Discovery Checklist

Your personal injury lawyer will investigate things about your lawsuit in a variety of ways. One of these is the pre-trial phase of a lawsuit called “discovery.” In discovery, lawyers can request documents and other evidence from the other parties. The typical discovery methods include depositions, interrogatories, requests for admissions, document production requests, and requests for inspection.

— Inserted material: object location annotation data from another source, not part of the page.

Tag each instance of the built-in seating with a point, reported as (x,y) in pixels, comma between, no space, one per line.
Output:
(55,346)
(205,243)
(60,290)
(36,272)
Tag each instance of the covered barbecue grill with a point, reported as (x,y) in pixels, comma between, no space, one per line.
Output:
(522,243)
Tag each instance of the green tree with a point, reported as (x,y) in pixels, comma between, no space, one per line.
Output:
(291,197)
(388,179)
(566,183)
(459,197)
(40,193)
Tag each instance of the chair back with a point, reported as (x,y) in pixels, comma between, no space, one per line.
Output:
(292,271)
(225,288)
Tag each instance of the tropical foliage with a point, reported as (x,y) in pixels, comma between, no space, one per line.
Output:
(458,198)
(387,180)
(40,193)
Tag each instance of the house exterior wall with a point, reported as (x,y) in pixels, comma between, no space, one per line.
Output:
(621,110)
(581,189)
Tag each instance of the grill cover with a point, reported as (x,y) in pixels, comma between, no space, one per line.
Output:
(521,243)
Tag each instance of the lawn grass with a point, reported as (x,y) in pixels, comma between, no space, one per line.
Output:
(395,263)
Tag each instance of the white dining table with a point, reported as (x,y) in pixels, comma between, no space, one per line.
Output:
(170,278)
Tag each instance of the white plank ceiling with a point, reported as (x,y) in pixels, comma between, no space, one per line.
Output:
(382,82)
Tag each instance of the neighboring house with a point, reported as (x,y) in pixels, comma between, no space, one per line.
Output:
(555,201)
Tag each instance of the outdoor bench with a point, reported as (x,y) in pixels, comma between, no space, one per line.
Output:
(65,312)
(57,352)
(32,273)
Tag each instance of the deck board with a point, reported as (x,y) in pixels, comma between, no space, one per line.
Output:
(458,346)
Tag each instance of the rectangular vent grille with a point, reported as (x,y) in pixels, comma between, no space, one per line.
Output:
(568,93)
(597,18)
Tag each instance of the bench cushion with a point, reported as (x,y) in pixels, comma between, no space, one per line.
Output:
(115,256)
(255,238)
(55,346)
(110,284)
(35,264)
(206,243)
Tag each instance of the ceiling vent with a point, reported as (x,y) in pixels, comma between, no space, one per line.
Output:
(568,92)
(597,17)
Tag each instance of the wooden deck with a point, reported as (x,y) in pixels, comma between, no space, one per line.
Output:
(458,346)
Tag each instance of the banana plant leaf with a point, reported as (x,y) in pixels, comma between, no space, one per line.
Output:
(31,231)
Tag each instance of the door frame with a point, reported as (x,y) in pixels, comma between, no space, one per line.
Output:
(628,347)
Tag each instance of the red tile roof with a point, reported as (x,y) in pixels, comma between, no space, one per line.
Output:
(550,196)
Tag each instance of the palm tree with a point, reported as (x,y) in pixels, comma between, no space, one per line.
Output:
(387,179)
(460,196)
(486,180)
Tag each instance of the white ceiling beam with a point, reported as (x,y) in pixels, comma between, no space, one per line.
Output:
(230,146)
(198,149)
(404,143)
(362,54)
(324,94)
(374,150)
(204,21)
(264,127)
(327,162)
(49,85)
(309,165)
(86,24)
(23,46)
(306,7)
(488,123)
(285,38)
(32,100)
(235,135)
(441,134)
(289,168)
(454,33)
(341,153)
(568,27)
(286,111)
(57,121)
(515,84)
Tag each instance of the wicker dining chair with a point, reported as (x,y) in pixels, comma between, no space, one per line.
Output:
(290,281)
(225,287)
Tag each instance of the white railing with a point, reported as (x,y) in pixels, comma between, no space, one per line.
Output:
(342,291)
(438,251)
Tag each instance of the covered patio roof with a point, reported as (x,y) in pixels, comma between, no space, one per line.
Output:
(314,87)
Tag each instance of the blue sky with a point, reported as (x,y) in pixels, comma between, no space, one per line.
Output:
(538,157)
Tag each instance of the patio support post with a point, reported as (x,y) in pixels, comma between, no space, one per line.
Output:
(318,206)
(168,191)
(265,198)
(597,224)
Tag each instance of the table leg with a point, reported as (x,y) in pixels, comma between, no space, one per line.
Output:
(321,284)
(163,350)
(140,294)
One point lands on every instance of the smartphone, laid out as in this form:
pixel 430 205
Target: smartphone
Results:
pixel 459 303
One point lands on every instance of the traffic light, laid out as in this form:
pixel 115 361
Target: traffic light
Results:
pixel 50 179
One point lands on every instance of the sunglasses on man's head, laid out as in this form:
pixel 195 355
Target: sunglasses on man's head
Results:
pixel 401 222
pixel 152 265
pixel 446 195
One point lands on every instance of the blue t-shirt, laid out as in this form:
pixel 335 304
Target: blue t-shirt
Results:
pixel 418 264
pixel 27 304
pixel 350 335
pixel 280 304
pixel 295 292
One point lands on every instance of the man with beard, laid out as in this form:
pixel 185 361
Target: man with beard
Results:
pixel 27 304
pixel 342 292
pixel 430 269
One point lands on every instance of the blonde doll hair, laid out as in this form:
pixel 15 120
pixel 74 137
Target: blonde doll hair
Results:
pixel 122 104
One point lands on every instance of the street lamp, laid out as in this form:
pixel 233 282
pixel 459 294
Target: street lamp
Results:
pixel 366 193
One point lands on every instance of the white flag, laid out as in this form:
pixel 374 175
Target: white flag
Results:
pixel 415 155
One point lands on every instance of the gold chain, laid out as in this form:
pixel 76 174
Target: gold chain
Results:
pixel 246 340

The following checklist shows some of the things that a personal injury lawyer might do in the discovery phase of your car accident lawsuit.

Discovery checklist

1. Obtain copies of:

    (a) the police report.
    (b) notes developed by your insurance carrier during the preliminary investigation of the accident.
    (c) statements you gave to your insurance carrier or to any other person.
    (d) newspaper accounts of the car accident.
    (e) videotapes of television news coverage of the car accident.
    (f) medical records generated during your treatment or that of any other person involved in the car accident.
    (g) reports of emergency medical personnel, ambulance drivers, or other medical personnel who responded to the scene of the car accident.

2. Develop all undocumented information by interviewing any persons other than you with personal knowledge of the incident, including:

    (a) any witnesses to the accident.
    (b) any passengers in your car.
    (c) any representatives of the towing service or repair company who may have made observations of the cars immediately after the accident.

3. Send out an initial set of interrogatories and a request for production to the defendant(s) in order to acquire a knowledge of the facts of the accident, as perceived by the opposing party.

4. Once responses to initial interrogatories and requests for production are received, examine them for any additional documents identified and send out requests for these.

5. Have you sign an authorization to release medical records, police reports, or any other documents that your attorney may need to complete the investigation.

6. Consider all witnesses to the accident or other persons having personal knowledge of facts or events to develop a deposition list.

7. Prepare a list of experts who will be able to document your damages, and include in it:

    (a) medical witnesses.
    (b) rehabilitation specialists.
    (c) vocational or occupational specialists.
    (d) economists.

8. Identify any particular information that is harmful to your case and begin to develop a strategy for shielding this information from discovery.

9. Conduct necessary research where appropriate and, if the information cannot be shielded, develop the least harmful theme with which to present it.